Various authors have proposed that chromosomal regions can be modeled as an “equilibrium globule”: a compact, densely knotted configuration originally used to describe a polymer in a poor solvent at equilibrium Grosberg et al. proposed an alternative model, theorizing that polymers, including interphase DNA, can self-organize into a long-lived, nonequilibrium conformation that they described as a “fractal globule.” This highly compact state is formed by an unentangled polymer when it crumples into a series of small globules in a “beads-on-a-string” configuration. These beads serve as monomers in subsequent rounds of spontaneous crumpling until only a single globule-of-globules-of-globules remains. In a fractal globule, contiguous regions of the genome tend to form spatial sectors whose size corresponds to the length of the original region (Fig. 3C). In contrast, an equilibrium globule is highly knotted and lacks such sectors; instead, linear and spatial positions are largely decorrelated after, at most, a few megabases (Fig. 3C). The fractal globule has not previously been observed.
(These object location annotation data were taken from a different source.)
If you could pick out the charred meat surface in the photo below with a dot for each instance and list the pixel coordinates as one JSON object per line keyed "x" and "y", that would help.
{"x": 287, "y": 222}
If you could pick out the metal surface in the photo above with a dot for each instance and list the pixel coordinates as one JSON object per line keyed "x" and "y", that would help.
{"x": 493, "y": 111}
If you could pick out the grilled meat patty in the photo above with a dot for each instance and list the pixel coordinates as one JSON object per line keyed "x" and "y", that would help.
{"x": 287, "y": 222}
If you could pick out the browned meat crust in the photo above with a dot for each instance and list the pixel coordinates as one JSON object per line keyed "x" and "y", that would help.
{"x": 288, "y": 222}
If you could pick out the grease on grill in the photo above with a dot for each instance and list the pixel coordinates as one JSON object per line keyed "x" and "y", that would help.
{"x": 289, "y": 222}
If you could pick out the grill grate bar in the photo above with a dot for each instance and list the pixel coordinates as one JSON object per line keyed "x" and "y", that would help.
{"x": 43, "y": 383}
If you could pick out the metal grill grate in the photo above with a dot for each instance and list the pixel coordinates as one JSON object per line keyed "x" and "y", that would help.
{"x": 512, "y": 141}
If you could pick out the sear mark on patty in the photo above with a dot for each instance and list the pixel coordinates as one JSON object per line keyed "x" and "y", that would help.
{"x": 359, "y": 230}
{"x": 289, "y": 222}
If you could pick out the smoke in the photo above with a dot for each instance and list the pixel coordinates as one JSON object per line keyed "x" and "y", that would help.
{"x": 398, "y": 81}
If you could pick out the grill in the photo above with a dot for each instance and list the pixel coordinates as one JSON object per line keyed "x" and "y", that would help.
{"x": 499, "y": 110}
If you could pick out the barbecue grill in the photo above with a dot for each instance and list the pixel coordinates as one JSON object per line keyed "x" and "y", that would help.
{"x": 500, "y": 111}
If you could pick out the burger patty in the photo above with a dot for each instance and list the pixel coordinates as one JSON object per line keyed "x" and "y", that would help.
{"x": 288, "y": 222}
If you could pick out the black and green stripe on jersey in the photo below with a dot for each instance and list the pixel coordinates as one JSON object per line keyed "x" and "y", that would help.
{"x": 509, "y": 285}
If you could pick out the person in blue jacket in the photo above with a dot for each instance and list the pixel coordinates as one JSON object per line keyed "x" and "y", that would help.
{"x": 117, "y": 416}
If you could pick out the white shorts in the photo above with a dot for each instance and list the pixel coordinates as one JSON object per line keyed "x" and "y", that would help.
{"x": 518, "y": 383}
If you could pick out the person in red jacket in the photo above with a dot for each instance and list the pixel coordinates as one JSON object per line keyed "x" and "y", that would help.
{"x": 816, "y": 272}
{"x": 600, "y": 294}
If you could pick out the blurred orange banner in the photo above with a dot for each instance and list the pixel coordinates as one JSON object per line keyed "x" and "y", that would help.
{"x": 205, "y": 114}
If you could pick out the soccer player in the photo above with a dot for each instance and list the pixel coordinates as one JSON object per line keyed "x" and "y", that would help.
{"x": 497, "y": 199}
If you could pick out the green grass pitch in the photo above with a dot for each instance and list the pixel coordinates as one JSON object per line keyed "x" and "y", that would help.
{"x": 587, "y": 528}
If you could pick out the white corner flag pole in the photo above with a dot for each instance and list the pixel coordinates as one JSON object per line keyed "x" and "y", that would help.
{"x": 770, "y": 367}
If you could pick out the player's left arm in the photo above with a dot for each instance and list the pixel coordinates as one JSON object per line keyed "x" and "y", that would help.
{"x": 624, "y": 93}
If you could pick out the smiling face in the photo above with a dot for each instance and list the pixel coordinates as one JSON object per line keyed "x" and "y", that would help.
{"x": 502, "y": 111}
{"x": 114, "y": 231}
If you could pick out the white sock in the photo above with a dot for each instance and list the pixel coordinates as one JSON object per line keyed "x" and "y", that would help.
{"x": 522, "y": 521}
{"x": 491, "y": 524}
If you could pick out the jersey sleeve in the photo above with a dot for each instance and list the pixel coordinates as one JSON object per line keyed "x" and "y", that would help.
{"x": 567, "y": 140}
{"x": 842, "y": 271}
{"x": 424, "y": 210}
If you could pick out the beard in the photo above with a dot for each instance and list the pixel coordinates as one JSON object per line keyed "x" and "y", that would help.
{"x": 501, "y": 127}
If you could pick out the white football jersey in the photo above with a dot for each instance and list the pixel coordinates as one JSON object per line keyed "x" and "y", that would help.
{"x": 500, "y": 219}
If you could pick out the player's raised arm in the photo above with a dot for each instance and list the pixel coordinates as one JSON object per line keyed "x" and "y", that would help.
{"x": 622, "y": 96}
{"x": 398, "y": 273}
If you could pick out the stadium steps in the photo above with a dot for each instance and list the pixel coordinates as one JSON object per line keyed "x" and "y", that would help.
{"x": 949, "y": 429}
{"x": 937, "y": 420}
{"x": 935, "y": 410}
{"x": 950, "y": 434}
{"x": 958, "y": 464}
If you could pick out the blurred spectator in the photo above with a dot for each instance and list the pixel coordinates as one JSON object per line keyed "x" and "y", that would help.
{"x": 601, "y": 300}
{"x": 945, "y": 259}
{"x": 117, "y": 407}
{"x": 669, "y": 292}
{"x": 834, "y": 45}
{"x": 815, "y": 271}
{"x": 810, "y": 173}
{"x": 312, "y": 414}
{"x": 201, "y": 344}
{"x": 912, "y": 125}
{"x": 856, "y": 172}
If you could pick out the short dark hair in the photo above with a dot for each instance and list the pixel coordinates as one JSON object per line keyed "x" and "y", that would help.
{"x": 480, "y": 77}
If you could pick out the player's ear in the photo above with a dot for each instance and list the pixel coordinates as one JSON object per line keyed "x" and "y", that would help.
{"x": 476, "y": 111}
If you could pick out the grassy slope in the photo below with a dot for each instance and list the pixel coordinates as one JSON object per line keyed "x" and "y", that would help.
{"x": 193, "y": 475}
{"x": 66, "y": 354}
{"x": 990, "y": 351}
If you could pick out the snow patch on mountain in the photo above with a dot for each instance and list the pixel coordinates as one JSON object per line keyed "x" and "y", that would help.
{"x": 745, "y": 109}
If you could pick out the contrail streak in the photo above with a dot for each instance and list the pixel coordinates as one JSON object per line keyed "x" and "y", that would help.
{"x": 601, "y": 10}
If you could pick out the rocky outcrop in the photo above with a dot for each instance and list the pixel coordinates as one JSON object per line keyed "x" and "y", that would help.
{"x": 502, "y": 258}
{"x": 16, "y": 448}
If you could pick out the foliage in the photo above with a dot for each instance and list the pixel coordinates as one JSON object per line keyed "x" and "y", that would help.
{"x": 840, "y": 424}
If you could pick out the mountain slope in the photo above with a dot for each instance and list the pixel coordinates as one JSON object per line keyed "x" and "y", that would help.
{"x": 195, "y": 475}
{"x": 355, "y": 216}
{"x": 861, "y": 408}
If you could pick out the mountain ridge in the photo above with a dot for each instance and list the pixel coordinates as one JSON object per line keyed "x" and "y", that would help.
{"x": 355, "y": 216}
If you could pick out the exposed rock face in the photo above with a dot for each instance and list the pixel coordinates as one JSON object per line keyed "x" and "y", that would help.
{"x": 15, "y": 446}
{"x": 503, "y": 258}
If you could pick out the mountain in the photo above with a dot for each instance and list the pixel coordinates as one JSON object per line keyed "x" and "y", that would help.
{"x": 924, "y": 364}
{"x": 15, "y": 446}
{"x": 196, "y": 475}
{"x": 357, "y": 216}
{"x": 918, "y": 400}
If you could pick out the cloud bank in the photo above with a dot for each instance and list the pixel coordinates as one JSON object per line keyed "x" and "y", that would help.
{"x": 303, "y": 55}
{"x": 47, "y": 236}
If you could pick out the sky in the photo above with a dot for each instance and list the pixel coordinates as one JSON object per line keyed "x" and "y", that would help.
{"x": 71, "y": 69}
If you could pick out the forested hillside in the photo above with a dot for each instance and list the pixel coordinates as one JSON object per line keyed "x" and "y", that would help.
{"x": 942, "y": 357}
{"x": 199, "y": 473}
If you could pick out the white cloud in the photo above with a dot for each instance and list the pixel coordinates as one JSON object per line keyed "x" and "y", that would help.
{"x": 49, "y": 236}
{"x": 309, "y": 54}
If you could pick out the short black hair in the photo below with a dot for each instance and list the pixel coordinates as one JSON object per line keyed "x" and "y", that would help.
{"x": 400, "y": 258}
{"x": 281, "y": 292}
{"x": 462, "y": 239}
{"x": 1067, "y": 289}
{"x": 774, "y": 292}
The authors perform Monte Carlo simulations to generate ensembles of fractal globules and equilibrium globules. They find that the properties of the fractal globules match those of the Hi-C data. Whereas the contact probability goes as the power -3/2 in equilibrium globules, it goes as -1 in fractal globules, like the observed data.

Discussion / Relation to Soft Matter

This is an interesting paper. The Hi-C experimental method is very powerful and novel. The discussion of polymer scaling is particularly relevant to the course and highlights how finding out how an actual polymer scales can be quite complicated.